# The Harris Poll asked a sample of 1009 adults which causes of death they thought would become more common in the future. Gun violence topped the list: 706 members of the sample thought deaths from guns would increase. ?

## (a) how to explain what the population proportion p is for this poll ? (b) How to find a 95% confidence interval for p ? (c) Harris announced a margin of error of plus or minus three percentage points for this poll result.
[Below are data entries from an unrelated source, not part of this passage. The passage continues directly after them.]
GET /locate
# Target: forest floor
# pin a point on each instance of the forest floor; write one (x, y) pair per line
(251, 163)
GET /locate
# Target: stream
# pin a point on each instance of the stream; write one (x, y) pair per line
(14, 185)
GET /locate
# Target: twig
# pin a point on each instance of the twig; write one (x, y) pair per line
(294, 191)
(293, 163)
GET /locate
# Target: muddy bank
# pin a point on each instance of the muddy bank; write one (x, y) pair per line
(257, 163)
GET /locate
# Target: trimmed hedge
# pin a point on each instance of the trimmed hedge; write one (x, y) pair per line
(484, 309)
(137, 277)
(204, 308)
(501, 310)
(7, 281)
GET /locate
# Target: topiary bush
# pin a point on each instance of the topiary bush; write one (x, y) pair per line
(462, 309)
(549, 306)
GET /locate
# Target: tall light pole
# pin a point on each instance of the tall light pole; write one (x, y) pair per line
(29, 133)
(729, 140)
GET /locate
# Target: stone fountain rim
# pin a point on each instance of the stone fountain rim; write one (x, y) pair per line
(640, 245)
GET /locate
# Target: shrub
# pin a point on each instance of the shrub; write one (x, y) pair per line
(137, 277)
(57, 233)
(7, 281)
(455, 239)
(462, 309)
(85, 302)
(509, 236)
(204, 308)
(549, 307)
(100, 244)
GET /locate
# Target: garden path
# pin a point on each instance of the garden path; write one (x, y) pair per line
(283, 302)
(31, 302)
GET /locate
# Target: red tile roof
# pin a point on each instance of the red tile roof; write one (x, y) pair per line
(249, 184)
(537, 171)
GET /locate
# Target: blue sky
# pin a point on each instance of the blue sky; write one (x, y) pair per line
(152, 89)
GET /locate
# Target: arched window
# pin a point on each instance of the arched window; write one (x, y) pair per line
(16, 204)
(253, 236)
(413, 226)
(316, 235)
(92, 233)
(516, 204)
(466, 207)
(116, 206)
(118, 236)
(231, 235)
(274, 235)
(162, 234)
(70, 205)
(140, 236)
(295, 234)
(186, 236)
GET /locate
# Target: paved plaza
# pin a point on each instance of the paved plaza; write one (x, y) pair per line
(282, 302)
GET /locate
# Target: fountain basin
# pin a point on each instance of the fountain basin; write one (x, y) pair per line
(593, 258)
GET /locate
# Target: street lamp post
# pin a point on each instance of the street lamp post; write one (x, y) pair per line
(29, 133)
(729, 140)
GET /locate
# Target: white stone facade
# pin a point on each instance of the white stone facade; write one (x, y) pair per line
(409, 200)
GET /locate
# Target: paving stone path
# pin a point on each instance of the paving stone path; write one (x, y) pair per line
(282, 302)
Is there any effect on answer (b) ? (d) If the confidence level is 90%, what is the difference between 95% and 90% confidence level ?

Oct 24, 2016

#### Explanation:

a) the population proportion cannot be determined as that represents everyone. The sample, however, allows us to determine a point estimate, $\hat{p}$, which we can assume is close the actual.

The Point estimate is,
$\hat{p} = \left(\text{Everyone with a particular characteristic")/("Everyone in the sample}\right)$

or in this case

$\hat{p} = \frac{706}{1009}$

b) to determine a confidence interval we use the equation,

$\hat{p} - z \cdot \sigma < p < \hat{p} + z \cdot \sigma$

where z is the z-score for your confidence level and $\sigma$ is your standard deviation.
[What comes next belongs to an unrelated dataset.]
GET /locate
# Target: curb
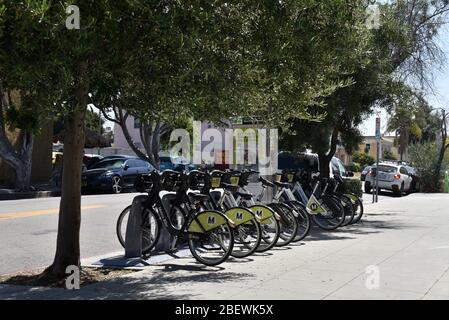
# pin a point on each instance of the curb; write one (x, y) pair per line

For a 95% confidence z= 1.959963985 $\approx$1.96

$\sigma = \sqrt{\frac{\hat{p} \left(1 - \hat{p}\right)}{n}}$
$\sigma = \sqrt{\frac{\frac{706}{1009} \left(1 - \frac{706}{1009}\right)}{1009}}$

$\sigma = 0.014431$

so subbing into,

$\hat{p} - z \cdot \sigma < p < \hat{p} + z \cdot \sigma$

$\frac{706}{1009} - 1.96 \cdot 0.014431 < p < \frac{706}{1009} + 1.96 \cdot 0.014431$

$0.6714 < p < 0.728$

c) not sure exactly what you mean.
was think of using this equation but I'm not sure what you want to find out.

$n = \frac{{z}^{2} p \left(1 - p\right)}{e} ^ 2$ with e=0.03

d) a smaller confidence interval 95% $\implies$ 90% contains less values that the actual population could represent (remember that $\hat{p}$ is just an estimate of this value)

A 95% confidence interval means that 95% of sample means taken will lie within this range. A 90% confidence interval means that 90% will lie within its range, which is smaller. For example,

95% $\implies$$0.6714 < p < 0.728$

90% $\implies$$0.676 < p < 0.7234$

The 90% confidence interval is smaller and thus we are less confident that the actual population mean lies within its range.